Cancer is a primary global health concern. Each year, tens of millions of people are diagnosed with cancer, and over half of them eventually die due to this.
Current methods of treatment have their limitations. Drugs based on nucleic acids — namely DNA and RNA, have been the focus of cancer research because they can stimulate innate immune responses.
However, their use for cancer treatment has been challenging because nucleic acids can’t distinguish between cancer cells and healthy cells. This means there was a risk of adversely affecting the patient’s immune system if healthy cells were inadvertently attacked.
Now a team of researchers at the University of Tokyo has created a new anticancer drug using artificial DNA for the first time,
Entirely different mechanism of action from that of conventional drugs to target and kill cancer cells
The research team developed artificial oncolytic (cancer-killing) hairpin DNA pairs called oHPs that latch onto molecules overexpressed in cancer.
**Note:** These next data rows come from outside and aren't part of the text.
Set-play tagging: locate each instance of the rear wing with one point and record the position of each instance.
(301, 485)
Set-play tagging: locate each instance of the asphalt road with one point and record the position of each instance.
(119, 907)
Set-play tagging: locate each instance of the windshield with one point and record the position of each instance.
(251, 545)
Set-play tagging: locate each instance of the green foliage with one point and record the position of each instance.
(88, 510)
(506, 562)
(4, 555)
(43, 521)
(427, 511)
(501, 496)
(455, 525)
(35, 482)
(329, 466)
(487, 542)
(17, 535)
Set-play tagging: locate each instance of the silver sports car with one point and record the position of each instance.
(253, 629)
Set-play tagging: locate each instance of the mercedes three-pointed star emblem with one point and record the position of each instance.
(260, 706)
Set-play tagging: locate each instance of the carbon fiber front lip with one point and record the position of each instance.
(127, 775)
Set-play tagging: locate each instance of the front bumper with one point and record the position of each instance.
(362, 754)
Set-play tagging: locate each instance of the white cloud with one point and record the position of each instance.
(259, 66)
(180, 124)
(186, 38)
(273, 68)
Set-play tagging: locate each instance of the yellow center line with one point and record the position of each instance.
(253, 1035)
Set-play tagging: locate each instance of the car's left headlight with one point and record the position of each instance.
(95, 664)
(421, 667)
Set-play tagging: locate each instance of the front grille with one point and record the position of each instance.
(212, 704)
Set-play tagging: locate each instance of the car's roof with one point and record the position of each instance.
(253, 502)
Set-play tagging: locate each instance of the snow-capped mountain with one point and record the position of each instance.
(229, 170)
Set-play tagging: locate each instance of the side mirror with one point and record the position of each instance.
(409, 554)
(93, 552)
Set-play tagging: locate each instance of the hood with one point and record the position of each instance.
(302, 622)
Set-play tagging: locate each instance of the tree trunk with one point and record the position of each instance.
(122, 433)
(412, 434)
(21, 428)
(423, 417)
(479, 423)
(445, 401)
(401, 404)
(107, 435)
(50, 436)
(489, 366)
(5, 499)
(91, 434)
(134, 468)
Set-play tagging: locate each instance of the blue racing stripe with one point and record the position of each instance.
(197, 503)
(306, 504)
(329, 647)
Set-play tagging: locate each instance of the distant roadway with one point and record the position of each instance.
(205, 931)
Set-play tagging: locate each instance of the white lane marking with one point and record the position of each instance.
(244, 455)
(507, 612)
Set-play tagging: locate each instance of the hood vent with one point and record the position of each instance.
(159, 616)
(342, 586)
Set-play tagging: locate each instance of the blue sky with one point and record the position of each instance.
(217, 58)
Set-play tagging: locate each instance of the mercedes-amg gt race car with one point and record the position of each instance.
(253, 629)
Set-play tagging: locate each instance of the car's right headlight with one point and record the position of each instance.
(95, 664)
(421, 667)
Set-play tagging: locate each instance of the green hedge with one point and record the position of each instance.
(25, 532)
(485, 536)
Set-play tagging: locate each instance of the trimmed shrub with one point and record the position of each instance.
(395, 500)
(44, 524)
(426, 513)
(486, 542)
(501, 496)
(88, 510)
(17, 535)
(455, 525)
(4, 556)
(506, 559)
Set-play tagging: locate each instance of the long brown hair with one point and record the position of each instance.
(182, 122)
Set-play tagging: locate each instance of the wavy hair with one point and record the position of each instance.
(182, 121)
This alerts the immune system to their presence and triggers a strong immune response to target and kill these cancerous cells.
The tests were effective against overexpressed miR-21 in human cervical cancer-derived cells, human triple-negative breast cancer-derived cells as well as melanoma in live mice. In all cases, the oHPs not only effectively killed the tumors but also prevented the growth of further cancerous tissue.